At The Drugstore
by Ron Gamache


Figures, I get here after it's happened. Some-
body goes in the drugstore and lifts a pack of Feen-a-Mint gum.
Big Bob St. Rock shows up to the corner
and they start feeding him one, two, three--six before
they tell him it's laxative. He says,
"Oh-muh-god-gotta-go" (no, really?) and does
the homerun trot all the way
home. Now the guys are trying to tell me--but they
can't even talk, laughing so they can hardly stand,
holding onto the mailbox with one hand,
weak and laughing so hard, Billy
has to go pee in the alley.
Our sounds flutter like pigeons past
second stories. The pharmacist knocks on the glass.

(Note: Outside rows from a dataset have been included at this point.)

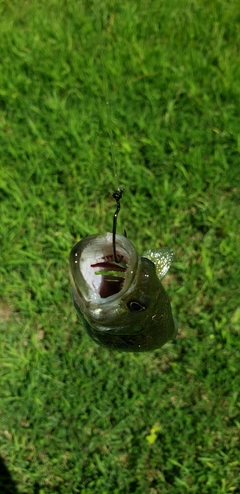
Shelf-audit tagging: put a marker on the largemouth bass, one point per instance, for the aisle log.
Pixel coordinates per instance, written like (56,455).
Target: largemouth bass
(122,304)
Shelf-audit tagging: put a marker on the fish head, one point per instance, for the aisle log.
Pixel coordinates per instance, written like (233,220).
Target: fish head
(123,303)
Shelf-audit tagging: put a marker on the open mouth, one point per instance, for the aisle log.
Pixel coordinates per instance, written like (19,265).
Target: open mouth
(112,275)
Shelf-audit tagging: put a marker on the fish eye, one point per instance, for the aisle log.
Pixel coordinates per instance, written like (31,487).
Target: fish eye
(135,305)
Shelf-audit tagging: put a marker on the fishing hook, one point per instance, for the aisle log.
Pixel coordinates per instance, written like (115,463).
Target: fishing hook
(117,196)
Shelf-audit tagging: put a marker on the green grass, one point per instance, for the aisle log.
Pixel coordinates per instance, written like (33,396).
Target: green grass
(74,417)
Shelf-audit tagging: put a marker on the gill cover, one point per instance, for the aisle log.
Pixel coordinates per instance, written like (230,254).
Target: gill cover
(123,304)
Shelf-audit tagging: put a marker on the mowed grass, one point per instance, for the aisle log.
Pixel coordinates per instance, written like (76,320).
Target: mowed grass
(74,417)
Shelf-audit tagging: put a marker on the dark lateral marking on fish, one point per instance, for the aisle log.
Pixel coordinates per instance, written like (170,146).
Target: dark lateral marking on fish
(108,266)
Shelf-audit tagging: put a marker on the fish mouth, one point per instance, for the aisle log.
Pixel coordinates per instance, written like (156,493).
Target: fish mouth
(112,275)
(95,274)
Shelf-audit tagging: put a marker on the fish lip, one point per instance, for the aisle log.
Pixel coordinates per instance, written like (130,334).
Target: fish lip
(87,252)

We look, as if caught stealing the sidewalk outside the store
right out from under the people on the upper-floor
porches. We have stolen the streetlamp from the bugs and bats,
stolen the velvet blackness of the sky that
hangs cool and jeweled over the city's grime.

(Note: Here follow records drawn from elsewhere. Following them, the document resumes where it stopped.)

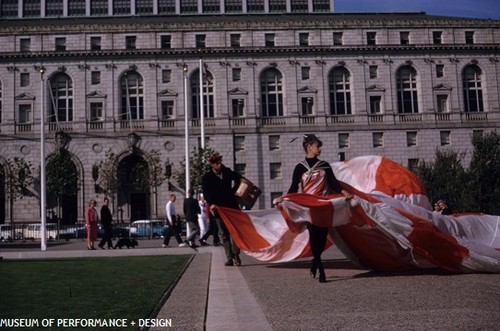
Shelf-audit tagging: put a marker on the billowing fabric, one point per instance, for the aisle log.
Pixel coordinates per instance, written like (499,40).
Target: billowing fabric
(387,226)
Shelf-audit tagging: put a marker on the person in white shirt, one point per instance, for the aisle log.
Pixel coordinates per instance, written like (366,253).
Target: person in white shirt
(174,226)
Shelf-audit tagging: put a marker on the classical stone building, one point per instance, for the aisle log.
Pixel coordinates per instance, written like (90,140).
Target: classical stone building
(120,77)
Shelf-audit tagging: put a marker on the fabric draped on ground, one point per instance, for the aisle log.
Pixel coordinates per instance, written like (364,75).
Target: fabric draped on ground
(387,226)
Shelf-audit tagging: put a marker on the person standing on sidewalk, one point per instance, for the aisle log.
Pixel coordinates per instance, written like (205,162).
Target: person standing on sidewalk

A carload of girls drives by for the second time.
Richards hoots and jumps the mailbox when they pass us,
rides it like a bronco. Two dogs sniff each others' asses.
We light butts from butts.
Somebody knows karate moves, and he struts,
spins and kicks the lamp post just right--
out goes the light--
the aluminum pole dinging like the end of a round.

I and St. Rock were in his cellar once, alone.
We read his dead father's books and honed
our manhoods, put on the radio and the dead man's
boxing gloves that fit loose on our hands
and smelled of liniment and musty leather. We sparred
until Bob caught me square and hard
in the nose and I went weak,
dropping my arms like anchors in Shit Creek.
I stood limp and blurry-eyed.
He could've killed me there, but he waited, dancing side to side.

The pharmacist tells us to leave so we head down Main Street
where the girls went, giving only a fleet-
ing thought to St. Rock
and whether he might come back
and find the streetlamp buzzing, trying to come back on.